Our editors’ weekly roundup of Canadian art news.
The National Gallery of Canada is under pressure to cancel a talk by University of Toronto psychology professor Jordan B. Peterson, who has argued against using the preferred pronouns of transgender and non-binary students. “The Gallery invited him to speak about his specific research interest in the psychology of creativity, a subject he has spoken about at scientific conferences across North America and about which he has co-authored over 10 scientific papers,” said the NGC in a statement. A number of social-media users argue that facilitating Peterson offers an endorsement of his views: as artist Olivia Johnston wrote in an open letter to the NGC, “The gallery’s decision to host this man is tacit endorsement of Peterson’s disdain for marginalized groups.” The NGC has closed comments on the Facebook page for the event.
The competition to design the controversial Memorial to the Victims of Communism has announced a group of finalists, which includes artists Ken Lum, Jordan Söderberg Mills, Vong Phaophanit and Claire Oboussier. The monument, which was championed by the last Conservative government, will be installed in Ottawa at the Garden of the Provinces and Territories. Lum has partnered with landscape architect Jeff Cutler for a submission, and Söderberg Mills, Phaophanit and Oboussier are working with public-art consultants Karen and Ben Mills and landscape architects Silvano Tardella and Robert M. S. Ng. The jury for the prize includes Quebec artist and Sobey Art Award winner Nadia Myre.
The Beaverbrook Art Gallery in Fredericton announced on Friday that director/CEO Terry Graff would be departing the institution after nine years. Graff first joined as deputy director and chief curator of the gallery in 2008, and during his time has curated a range of exhibitions and overseen a capital fundraising campaign for the gallery’s expansion. “It is simply the perfect time for me to pursue another creative professional goal in my life,” said Graff in a press release. “The Beaverbrook Art Gallery is one of Canada’s great cultural institutions with an extraordinary art collection and impressive history, and it has been a genuine honour and rewarding experience to serve as its Director/CEO and Chief Curator.”

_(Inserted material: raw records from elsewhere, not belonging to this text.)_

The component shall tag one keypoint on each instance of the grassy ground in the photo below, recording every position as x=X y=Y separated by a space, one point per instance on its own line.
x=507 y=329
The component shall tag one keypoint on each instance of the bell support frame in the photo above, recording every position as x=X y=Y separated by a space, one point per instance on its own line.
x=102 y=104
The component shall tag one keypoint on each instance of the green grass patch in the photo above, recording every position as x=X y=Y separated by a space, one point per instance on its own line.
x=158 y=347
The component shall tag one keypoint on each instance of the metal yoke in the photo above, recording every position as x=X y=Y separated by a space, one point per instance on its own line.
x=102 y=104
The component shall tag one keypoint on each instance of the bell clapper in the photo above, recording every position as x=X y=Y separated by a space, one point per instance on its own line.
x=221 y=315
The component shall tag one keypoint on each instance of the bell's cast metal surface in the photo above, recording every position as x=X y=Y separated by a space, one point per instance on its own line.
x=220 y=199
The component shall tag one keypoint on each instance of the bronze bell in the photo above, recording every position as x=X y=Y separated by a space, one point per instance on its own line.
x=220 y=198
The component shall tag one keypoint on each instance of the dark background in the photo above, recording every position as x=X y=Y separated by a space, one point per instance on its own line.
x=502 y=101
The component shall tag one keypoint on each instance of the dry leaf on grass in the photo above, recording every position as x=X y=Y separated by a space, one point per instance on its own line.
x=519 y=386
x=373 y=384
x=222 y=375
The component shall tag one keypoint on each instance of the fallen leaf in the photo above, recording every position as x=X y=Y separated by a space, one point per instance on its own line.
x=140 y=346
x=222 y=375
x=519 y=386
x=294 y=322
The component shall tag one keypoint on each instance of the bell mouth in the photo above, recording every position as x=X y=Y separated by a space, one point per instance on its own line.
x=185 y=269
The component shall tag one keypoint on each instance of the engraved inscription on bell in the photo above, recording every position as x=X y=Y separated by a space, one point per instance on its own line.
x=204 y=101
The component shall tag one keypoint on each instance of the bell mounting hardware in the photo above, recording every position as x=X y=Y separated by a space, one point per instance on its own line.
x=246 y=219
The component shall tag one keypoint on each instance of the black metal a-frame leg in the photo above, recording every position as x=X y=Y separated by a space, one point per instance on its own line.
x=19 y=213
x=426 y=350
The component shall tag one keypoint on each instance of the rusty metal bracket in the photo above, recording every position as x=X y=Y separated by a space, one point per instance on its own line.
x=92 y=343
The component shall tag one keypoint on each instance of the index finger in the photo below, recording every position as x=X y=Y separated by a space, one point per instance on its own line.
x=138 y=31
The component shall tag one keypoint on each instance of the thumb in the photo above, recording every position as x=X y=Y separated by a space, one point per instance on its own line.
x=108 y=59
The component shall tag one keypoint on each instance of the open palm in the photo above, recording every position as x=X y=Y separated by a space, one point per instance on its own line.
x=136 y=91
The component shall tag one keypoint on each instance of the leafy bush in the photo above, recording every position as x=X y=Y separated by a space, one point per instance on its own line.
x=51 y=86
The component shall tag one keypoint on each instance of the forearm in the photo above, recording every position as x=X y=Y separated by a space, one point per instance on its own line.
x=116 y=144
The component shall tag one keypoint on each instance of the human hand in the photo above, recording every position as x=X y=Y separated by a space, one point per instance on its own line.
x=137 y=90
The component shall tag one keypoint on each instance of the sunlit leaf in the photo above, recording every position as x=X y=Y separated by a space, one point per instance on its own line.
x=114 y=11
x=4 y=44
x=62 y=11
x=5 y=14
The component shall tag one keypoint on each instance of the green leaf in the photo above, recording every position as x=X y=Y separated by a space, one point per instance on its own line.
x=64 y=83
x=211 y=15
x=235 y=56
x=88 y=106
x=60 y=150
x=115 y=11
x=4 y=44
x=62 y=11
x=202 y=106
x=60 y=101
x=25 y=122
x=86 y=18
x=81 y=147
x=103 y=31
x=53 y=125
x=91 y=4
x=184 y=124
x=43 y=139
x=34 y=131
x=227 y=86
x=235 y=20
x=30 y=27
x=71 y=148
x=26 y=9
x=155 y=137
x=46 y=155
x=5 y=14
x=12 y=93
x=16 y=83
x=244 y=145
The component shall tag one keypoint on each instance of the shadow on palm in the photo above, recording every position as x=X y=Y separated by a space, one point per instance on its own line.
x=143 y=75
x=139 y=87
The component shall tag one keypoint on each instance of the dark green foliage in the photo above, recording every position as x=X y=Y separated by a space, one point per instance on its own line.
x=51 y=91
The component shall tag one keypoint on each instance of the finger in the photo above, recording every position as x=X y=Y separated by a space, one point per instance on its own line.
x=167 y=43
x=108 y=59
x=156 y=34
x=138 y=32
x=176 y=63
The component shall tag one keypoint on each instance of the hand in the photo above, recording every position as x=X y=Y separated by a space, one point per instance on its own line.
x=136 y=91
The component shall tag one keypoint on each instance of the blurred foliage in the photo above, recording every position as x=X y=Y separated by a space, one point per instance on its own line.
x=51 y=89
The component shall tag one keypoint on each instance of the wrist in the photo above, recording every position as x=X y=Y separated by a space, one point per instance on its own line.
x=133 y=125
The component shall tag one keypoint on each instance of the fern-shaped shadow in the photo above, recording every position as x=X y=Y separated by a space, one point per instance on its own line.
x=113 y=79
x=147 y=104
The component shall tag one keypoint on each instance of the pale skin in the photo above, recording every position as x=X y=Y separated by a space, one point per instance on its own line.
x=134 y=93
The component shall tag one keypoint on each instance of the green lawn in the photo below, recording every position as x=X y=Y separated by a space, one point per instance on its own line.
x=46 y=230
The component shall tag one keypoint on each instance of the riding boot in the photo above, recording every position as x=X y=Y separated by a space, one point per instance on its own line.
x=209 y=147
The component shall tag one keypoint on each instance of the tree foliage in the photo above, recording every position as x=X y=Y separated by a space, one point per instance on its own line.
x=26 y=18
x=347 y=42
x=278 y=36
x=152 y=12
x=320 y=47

The Government of Canada announced on Wednesday that Saskatoon’s Remai Modern, Art Gallery of Saskatchewan, has been granted $3 million from the Canada Cultural Spaces Fund. The fund, organized by the Department of Canadian Heritage, focuses on cultural infrastructure, and other recipients include the Museum of Contemporary Art Toronto Canada. The Remai Modern is currently under construction, and is slated to open in 2017. The federal government has contributed more than $16 million to the institution.